I realize that, as a local businessman, I’m not supposed to admit to weakness. I’m supposed to keep my head high, puff my chest and declare myself to be courageous. Well, I would be lying if I didn’t say that, in actuality, I’m terrified. There’s absolutely nothing in my 55 years that remotely prepares me for a viral pandemic- nothing that tells me how it is that I’m supposed to contend with the possibility that friends will become ill or I may face financial calamity. Restless nights and hours of contemplation do provide some answers. Slowly, insights begin to emerge and there are some things that I do know to be true...
There is strength in numbers. Collectively, we can get through this. It’s odd to think that, as we’re encouraged to practice social distancing, we will actually need to rely on each other- we’ll have to draw closer together- in order to survive whatever it is that is thrown our way these next few weeks or months.

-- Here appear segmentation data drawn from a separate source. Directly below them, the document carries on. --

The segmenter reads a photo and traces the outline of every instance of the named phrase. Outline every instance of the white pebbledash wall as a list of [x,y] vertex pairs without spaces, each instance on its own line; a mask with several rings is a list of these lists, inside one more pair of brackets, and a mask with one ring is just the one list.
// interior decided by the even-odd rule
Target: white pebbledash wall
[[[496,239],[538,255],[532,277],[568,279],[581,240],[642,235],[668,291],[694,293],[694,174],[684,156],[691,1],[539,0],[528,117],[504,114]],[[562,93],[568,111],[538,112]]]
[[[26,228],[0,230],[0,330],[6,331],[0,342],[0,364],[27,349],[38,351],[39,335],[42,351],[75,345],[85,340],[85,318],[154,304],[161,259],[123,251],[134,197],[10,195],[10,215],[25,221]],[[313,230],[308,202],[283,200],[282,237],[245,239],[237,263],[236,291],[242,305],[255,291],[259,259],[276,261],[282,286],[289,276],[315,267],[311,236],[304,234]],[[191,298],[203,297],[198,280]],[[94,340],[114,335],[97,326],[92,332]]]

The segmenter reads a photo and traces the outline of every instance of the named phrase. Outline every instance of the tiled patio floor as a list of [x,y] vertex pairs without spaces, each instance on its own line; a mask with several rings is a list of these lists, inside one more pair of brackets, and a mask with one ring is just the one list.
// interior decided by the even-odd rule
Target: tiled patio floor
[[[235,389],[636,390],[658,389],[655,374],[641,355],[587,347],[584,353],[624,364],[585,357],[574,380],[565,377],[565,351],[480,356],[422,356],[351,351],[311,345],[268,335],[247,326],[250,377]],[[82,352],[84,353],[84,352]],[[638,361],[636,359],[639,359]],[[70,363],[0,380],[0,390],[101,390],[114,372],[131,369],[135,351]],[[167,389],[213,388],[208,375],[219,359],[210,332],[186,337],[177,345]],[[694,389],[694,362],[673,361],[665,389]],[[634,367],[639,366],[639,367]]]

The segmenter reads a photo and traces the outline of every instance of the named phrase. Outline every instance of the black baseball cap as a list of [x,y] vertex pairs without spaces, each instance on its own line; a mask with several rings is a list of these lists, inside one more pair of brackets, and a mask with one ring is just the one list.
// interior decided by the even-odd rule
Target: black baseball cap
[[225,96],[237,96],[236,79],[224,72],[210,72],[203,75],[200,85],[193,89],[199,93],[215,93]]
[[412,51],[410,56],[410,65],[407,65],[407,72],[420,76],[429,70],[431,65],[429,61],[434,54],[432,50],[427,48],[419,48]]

We’re in the right city in which to practice- and reap the benefits of- communal benevolence. I live in Rochester because of the people. There is a warmth and a kindness and a generosity that exists here that I honestly believe would be hard to replicate somewhere else. We need to tap into this strength in order to emerge on the other side of this scourge. If we collectively pledge to engage in philanthropy, we could emerge both stronger and more unified.
I’m personally setting aside politics and I would encourage everyone to do the same. COVID-19 doesn’t care about conspiracy theories. The virus doesn’t discriminate against those who support Trump vs. those who support Pelosi. Coronavirus is not registered as a Democrat or as a Republican. It is indiscriminate and a failure to realize this and immediately set aside our differences will only make our fight that much more difficult.
It would be foolhardy to think that my real estate team and I won’t be experiencing some loss of business. It seems inevitable. However, during the past 48 hours, I‘ve been heartened by the outpouring of support from friends and strangers. Yesterday, we brought a buyer and seller together to consummate a sale. We pushed through four engineer’s inspection contingency removals. Today, we’re listing a few new properties. Interest rates are low and so are inventory levels. Ultimately, we’ll get through this and, when we do, we know that we’ll be drowning in a deluge of activity as our clients begin the process of making up for the time that they’ve lost. Until then, we may have a few more hours available to us every week. Perhaps we can be of help...
Are you currently sick with a traditional cold or flu and can’t make it to Wegmans? Let me know. I will personally drive to Wegmans to shop on your behalf. Are you scared or lonely? PM me, call or text- we will set everything else aside to try to provide comfort. I know that local school districts are making plans so that, if there are closures, lunches can be picked up. Well, that’s not so easy if you’re stuck at work- perhaps we can help. If I’m overrun with requests I’ll simply reach out to my social network. I know that there are thousands of like-minded Rochesterians ready to help.
Breathe. Get plenty of sleep. Wash your hands. Cover your mouth. Stop worrying about the lack of toilet paper at Wegmans. And be nice to one another. We will get through this!